Let's test whether it is correct

X = torch.Tensor([[0.0,1.0,2.0],[3.0,4.0,5.0],[6.0,7.0,8.0]])
K = torch.Tensor([[0.0,1.0],[2.0,3.0]])
corr2d(X,K)

It can be seen that it is consistent with our previous results .

3.2 Tectonic convolution

Previously we introduced how to construct linear layers , Activation function , as well as drop-out, Allied , We define the convolution layer by defining a class

class Conv2D(nn.Module):
    """ Define two-dimensional convolution """
    def __init__(self, kernel_size):# Define the size of the kernel function , This is a superparameter 
        super().__init__()
        self.weight = nn.Parameter(torch.rand(Kernel_size))# The parameters of learning 
        self.bias = nn.Parameter(torch.zeros(1))# The parameters of learning 
    def forward(self, x):
        return corr2d(x,self.weight)+self.bias# Calculate the convolution result

3.3 Detect image color edges

First we define a X, hypothesis 1 It's for gray ,0 For white

X = torch.ones(6,6)
X[:,2:4] = (0.0)
X

Let's do edge detection , Here we construct a $1\times2$ Kernel function of

K = torch.tensor([[1.0,-1.0]])
K

Y = corr2d(X,K)
Y

among ,1 Indicates a vertical edge from gray to white ,-1 Indicates a vertical edge from white to black

The cores defined above can only detect vertical edges , Now suppose we are right X To transpose , We want to detect horizontal edges

Y = corr2d(X.t(),K)
Y

You can see the kernel function at this time （Kernel） Cannot detect horizontal edges , We need to be right about kernel Also transpose

Y = corr2d(X.t(),K.t())
Y

3.4 Learn convolution kernel

We just defined the convolution kernel ourselves , But when we need to do more complicated calculations , It is difficult to define convolution kernel directly , Let's see if we can learn our convolution kernel from the input and output matrices , Here we define the loss function as Y And the square error of the convolution output .

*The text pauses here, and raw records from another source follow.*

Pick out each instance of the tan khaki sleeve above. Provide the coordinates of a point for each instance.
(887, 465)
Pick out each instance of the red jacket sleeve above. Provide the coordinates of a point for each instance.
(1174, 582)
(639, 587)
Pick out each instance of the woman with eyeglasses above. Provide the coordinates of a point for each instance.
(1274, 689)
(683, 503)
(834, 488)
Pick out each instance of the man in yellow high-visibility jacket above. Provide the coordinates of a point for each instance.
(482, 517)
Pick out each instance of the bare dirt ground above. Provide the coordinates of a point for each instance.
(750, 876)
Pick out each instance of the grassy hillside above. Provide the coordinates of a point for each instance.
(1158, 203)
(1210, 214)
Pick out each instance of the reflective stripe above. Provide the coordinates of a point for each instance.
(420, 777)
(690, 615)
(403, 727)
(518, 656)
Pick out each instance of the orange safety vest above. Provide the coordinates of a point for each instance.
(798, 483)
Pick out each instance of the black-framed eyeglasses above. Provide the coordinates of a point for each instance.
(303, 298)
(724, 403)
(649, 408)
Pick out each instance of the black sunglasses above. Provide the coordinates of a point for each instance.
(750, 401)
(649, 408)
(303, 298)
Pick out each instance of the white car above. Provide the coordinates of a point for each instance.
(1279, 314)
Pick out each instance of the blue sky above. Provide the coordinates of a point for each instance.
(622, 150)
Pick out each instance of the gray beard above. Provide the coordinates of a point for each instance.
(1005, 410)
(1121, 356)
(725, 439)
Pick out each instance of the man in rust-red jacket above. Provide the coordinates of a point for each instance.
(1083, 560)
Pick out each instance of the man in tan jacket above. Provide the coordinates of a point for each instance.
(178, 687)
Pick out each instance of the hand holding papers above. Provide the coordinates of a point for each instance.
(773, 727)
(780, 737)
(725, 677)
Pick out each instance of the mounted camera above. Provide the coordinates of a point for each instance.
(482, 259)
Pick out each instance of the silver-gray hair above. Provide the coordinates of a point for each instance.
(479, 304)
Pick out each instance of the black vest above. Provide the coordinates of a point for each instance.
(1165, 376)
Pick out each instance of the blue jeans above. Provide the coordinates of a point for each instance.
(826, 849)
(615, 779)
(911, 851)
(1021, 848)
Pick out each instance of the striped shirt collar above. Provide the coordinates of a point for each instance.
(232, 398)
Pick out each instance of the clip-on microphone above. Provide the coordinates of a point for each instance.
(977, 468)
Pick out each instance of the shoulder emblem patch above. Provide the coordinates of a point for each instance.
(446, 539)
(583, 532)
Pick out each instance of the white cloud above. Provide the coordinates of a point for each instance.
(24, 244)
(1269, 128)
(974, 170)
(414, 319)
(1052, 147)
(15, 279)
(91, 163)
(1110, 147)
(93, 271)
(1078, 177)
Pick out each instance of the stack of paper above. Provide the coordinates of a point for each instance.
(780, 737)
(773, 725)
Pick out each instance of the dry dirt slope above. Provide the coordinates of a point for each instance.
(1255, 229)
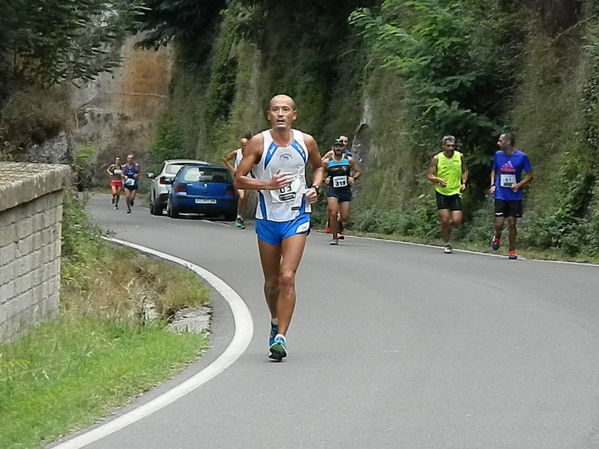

#  structure ⼀ individual ⼆ Convolution layer , It has 1 Output channels and shapes are （2,2） Convolution kernel 
conv2d = nn.Conv2d(1,1, kernel_size=(1, 2), bias=False)
#  This ⼆ The convolution layer makes ⽤ Four dimensional transmission ⼊ And output format （ Batch ⼤⼩、 passageway 、⾼ degree 、 Width ）,
#  Among them, batch ⼤⼩ And the number of channels are 1
X = X.reshape((1, 1, 6, 6))
Y = Y.reshape((1, 1, 6, 5))
lr = 3e-2 #  Learning rate 
for i in range(10):
    Y_hat = conv2d(X)# Compute convolution 
    l = (Y_hat - Y) ** 2# Loss function 
    conv2d.zero_grad()
    l.sum().backward()# Back propagation calculation gradient 
    #  Iterative convolution kernel 
    conv2d.weight.data[:] -= lr * conv2d.weight.grad
    if (i + 1) % 2 == 0:
        print(f'epoch {
      i+1}, loss {
      l.sum():.3f}')

You can see how 10 After iterations , The error is already low , Let's take a look at the convolution kernel parameters learned

conv2d.weight

The result is the same as what we defined before 1,-1 Basically close to .
This chapter introduces how to calculate convolution and define convolution layer , Follow up padding、 Multidimensional convolution 、 Pool layer, etc .
Insert picture description here
This is the introduction of this chapter , If it helps you , Please do more thumb up 、 Collection 、 Comment on 、 Focus on supporting ！！